Особенно тошнотворным запах тления стал возле одного ответвления коридора, из глубины которого слышались короткие глухие стоны. Девушка остановилась.
– Там умирающие, – угрюмо произнес Эм, – лекарств нет. Люди просто гниют, ожидая своей смерти. Тех, кто умер – выносят наверх – хорошо, что морозы сильные. Благодаря им и питаются выжившие. Каждую ночь трупы таскаем, иначе эпидемия начнется. Вот еду только отнесем, – он кивнул на торбу в руках Наташи, из которой на пыльный пол начала капать кровь размораживающегося мяса, – и за работу.
Парень в очередной раз свернул вправо, и перед спутниками открылось небольшое помещение, до отказа набитое сидящими и лежащими людьми в обмотках. Свод помещения возвышался на два с лишним метра. В нескольких конических нишах горели открытым огнем светильники. Смрад стоял невыносимый, но все же не гниющей плоти, а нечистоплотной жизнедеятельности человека.
Люди почти не шевелились и от чего-то разговаривали шепотом. Увидев Эмма, несколько сидящих на ворохе тряпья женщин кряхтя, поднялись и, растянув на закопченных лицах что-то наподобие улыбок, принялись обнимать парня, со словами:
– Сыночек мой, мальчик мой! Вернулся, дитятко мое.
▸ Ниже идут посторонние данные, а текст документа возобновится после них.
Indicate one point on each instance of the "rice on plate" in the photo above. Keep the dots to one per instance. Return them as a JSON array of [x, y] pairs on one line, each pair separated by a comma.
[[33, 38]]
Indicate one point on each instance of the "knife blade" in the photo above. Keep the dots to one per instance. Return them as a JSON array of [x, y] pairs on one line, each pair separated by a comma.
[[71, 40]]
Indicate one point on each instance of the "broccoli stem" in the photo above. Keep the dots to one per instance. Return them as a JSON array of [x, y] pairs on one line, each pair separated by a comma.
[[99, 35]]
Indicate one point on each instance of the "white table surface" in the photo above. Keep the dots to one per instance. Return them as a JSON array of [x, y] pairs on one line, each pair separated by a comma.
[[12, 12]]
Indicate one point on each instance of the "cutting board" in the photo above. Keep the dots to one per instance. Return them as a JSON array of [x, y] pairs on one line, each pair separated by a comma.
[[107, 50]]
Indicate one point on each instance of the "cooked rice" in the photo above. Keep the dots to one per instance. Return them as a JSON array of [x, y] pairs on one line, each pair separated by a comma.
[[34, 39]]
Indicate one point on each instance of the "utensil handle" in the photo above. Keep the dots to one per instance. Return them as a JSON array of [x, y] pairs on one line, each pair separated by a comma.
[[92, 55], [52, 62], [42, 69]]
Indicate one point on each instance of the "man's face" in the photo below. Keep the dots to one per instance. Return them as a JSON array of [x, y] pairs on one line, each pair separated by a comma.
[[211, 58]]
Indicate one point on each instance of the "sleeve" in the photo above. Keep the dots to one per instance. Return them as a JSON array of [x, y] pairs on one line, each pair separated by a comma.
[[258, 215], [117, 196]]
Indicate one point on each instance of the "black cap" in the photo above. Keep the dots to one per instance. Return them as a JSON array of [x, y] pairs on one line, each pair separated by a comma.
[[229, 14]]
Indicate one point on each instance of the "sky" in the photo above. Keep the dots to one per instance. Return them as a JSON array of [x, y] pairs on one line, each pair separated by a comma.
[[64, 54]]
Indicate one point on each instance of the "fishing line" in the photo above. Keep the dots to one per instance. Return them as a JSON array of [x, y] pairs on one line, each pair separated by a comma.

Уж и не чаяли…
Парень смущенно посмотрел на Наташу:
– Вот, подкрепиться вам принес.
Девушка поняла его взгляд и передала кровоточащую торбу женщинам, от чего те заохали с удвоенной силой:
– Кормилец ты наш!
Эм попятился, схватив за руку оцепеневшую Наташу, с трудом протиснулся сквозь причитающих, изможденных голодом, холодом и кошмарной антисанитарией женщин, выскочил назад, в коридор. Но женщины уже суетились над торбочкой, собираясь готовить чудовищный обед.
Наташа разлепила побелевшие от напряжения губы:
– Кто из них твоя мама?
– Никто. Мама погибла, как и сестра – еще до катакомб. Не люблю к ним сюда приходить. У многих крыша съехала – сыном своим считают на полном серьезе. Сегодня еще ничего. А так – тискают, нос вытирают… Жалко их до слез. Хотя, до сегодняшнего дня думал, что плакать разучился… Вот, еду им приносим. Таких, как я – много. Да и келий – тьма…
– Может, надо было больше наскрести мяса? – Наташа понимала всю чудовищность вопроса, и раньше от себя никогда бы не ожидала подобной тирады. Но теперь все было иначе, чем в той ее сытой и спокойной жизни.